Flat-Earther ‘Mad Mike’ Hughes Dies In Homemade Rocket Crash In Mission To Prove Planet Wasn’t Round

Flat-Earther “Mad” Mike Hughes dies in rocket mission to prove conspiracy theory that the Earth is not round.

iStockphoto / David Roberts


While most flat-Earthers are posting insane conspiracy theories that the Earth isn’t round because the horizon is flat and buying shirts with a gargantuan turtle slowly swimming through space carrying four enormous elephants with a disc Earth on their backs (Great A’Tuin), “Mad” Mike Hughes was out there attempting to prove that the Earth is flat with real actions. Unfortunately for Mad Mike, his curiosity got the best of him.

Sadly, “Mad” Mike Hughes died on Saturday in an unfortunate rocket crash in the Barstow, California desert. The flat-Earther turned rocket scientist daredevil passed away at the age of 64 when his homemade rocketship suffered a malfunction.

Mike, who was previously a limo driver, taught himself how to build rockets. His original goal was to make a rocket powerful enough to launch him high enough in the air to prove that the Earth was flat.

In 2013, Hughes started making steam-powered rockets out of mobile homes. His first manned rocket launch happened on January 30, 2014, in Winkelman, Arizona. Hughes and the rocket flew 1,374-feet into the air before crashing back to the Earth.

In 2018, Mad Mike launched another one of his rockets over the Mojave Desert near Amboy, California. Hughes reached an altitude of 1,875 feet and a speed of 350 mph. The prolific flat-Earther was forced to deploy two parachutes because the aircraft was falling at such a dangerous velocity. The rocket crashed in the desert, and the nose of the rocket broke off.

The Flat Earth Rocket Man survived the rough landing, but gave a dire prediction for himself.

“I manned up and did it. This thing wants to kill you 10 different ways. This thing will kill you in a heartbeat,” Hughes said. Unfortunately, Hughes was right and in his latest quest to prove that the Earth is flat, the rocket did kill him.

Sitting in his rocketship with the words “RESEARCH FLAT EARTH” on it, the aircraft blasted off. But immediately after takeoff, the ship’s parachutes prematurely deployed. With no parachutes to slow his free-fall back to Earth from several hundred feet, the rocket slammed into the desert ground at high speed. Hughes died on impact.

In a 2018 interview with VICE, Hughes acknowledged that his plight to prove the Earth is flat was dangerous.

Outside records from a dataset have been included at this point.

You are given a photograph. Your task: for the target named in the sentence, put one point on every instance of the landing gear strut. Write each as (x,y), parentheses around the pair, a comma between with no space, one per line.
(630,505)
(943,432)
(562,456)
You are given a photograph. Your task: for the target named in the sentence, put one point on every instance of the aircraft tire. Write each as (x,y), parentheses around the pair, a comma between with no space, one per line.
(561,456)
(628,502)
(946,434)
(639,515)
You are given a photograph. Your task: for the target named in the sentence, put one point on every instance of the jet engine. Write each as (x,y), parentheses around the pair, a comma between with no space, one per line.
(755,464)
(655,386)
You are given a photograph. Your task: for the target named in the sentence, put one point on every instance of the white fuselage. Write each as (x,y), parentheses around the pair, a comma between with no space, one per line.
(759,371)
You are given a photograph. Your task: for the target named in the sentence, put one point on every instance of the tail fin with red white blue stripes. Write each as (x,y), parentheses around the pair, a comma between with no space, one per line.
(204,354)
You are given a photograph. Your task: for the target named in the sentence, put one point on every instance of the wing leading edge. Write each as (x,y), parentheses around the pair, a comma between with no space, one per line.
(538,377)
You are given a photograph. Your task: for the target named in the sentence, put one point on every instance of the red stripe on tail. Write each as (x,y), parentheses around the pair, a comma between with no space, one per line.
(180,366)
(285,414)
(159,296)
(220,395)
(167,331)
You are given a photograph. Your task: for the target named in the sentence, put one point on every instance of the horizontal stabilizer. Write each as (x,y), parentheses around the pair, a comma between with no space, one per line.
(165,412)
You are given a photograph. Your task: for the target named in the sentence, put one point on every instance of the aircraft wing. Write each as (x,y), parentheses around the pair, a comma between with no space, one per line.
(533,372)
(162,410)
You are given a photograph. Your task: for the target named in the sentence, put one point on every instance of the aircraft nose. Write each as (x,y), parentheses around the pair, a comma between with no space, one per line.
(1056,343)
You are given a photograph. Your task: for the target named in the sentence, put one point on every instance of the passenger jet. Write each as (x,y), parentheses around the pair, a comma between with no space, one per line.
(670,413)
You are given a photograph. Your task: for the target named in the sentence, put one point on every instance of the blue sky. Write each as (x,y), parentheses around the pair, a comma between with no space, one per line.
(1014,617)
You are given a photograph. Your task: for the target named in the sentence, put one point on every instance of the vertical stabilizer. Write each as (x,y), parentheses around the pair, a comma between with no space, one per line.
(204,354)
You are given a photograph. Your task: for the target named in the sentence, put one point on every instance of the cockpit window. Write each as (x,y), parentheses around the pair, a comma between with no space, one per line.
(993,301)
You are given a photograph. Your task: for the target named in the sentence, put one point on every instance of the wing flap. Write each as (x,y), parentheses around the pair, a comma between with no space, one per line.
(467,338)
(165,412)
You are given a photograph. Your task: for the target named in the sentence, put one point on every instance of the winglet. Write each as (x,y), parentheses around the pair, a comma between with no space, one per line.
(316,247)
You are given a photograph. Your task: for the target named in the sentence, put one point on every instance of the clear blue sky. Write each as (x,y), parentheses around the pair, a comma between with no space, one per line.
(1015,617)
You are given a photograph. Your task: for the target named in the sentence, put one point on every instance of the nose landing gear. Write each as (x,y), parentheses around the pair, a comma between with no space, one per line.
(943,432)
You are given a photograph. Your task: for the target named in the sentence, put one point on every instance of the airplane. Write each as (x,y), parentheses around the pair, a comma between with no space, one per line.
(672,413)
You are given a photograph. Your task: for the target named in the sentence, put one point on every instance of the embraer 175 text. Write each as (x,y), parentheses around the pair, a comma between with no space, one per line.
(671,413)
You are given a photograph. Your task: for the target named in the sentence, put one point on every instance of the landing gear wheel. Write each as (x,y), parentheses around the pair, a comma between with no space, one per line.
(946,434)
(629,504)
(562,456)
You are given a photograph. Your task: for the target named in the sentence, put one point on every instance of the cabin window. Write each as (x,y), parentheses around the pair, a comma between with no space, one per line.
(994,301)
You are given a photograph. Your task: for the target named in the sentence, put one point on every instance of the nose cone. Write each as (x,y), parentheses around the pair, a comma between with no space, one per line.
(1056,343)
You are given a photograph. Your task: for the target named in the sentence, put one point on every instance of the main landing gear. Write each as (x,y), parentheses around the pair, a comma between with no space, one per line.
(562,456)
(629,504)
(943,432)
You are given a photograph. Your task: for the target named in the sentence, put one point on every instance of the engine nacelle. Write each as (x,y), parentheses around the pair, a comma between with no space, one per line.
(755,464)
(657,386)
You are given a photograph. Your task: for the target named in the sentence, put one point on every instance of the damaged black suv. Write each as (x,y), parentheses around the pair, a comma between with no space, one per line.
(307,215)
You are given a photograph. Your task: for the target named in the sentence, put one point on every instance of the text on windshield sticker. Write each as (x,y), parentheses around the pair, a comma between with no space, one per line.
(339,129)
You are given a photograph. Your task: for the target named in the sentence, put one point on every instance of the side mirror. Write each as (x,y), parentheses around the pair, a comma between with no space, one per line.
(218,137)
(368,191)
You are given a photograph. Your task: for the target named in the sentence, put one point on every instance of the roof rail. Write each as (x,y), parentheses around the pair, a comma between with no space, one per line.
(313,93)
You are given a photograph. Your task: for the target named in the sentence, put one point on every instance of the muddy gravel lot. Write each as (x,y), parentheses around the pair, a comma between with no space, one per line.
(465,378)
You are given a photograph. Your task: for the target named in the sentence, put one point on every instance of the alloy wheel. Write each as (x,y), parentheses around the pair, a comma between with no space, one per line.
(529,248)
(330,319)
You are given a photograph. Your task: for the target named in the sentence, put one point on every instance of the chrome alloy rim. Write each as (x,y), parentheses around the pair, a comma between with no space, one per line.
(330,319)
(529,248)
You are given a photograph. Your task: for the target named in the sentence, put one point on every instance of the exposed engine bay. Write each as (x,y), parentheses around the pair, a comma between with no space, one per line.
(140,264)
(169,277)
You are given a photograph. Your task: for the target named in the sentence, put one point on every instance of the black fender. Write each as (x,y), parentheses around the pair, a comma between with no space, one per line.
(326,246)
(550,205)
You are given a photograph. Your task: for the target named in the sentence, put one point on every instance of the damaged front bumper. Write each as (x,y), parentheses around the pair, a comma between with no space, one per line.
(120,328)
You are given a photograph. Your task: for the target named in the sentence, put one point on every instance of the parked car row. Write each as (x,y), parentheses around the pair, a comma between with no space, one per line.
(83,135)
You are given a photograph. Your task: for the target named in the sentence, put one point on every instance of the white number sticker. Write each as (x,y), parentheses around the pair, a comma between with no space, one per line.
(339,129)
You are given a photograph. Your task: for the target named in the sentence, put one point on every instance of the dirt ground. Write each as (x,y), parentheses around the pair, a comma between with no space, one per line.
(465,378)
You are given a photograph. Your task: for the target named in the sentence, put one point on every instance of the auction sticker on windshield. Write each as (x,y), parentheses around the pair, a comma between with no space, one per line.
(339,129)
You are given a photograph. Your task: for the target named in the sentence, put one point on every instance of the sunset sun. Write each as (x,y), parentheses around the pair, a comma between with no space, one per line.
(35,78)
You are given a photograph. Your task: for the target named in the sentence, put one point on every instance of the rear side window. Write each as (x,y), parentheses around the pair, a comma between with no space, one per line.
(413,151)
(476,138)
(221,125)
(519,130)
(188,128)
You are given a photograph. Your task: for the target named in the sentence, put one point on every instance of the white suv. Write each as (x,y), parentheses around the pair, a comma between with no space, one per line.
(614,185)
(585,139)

“When I’m walking up the ramp, and I’m thinking: Am I walking up to the gallows where I am going to hang myself? That goes through your mind. I was asking myself if this was the last thing I was going to do,” Hughes said. “I’m a real guy. I put on my big boy pants and I man up and I do things and I will roll the dice. Very few people will roll the dice with their lives. I play Russian roulette.”

Mad Mike appeared on Tosh.0 and was interviewed during the comedy show’s “CeWEBrity Profile.” Mad Mike admitted that his rocket experiments couldn’t prove that the Earth was flat.

“I never said I was gonna try to prove the Earth was flat at 1,800 feet, I mean that’s goofy, that’s goofy in even my book. It was just supposed to raise awareness to get me to space to prove what shape this planet really is. I believe it is stationary, motionless, and I believe it is flattened.”

Sadly, Mad Mike found it necessary to build a DIY rocket ship instead of buying a weather balloon and attaching a GoPro to it. The Dry Creek Elementary School in Colorado was able to send a weather balloon into the stratosphere. If you put some money into it and you can get some outstanding footage showing that the Earth is round, without putting yourself in a hazardous homemade rocket. RIP Mad Mike, hope you found the answers you were looking for.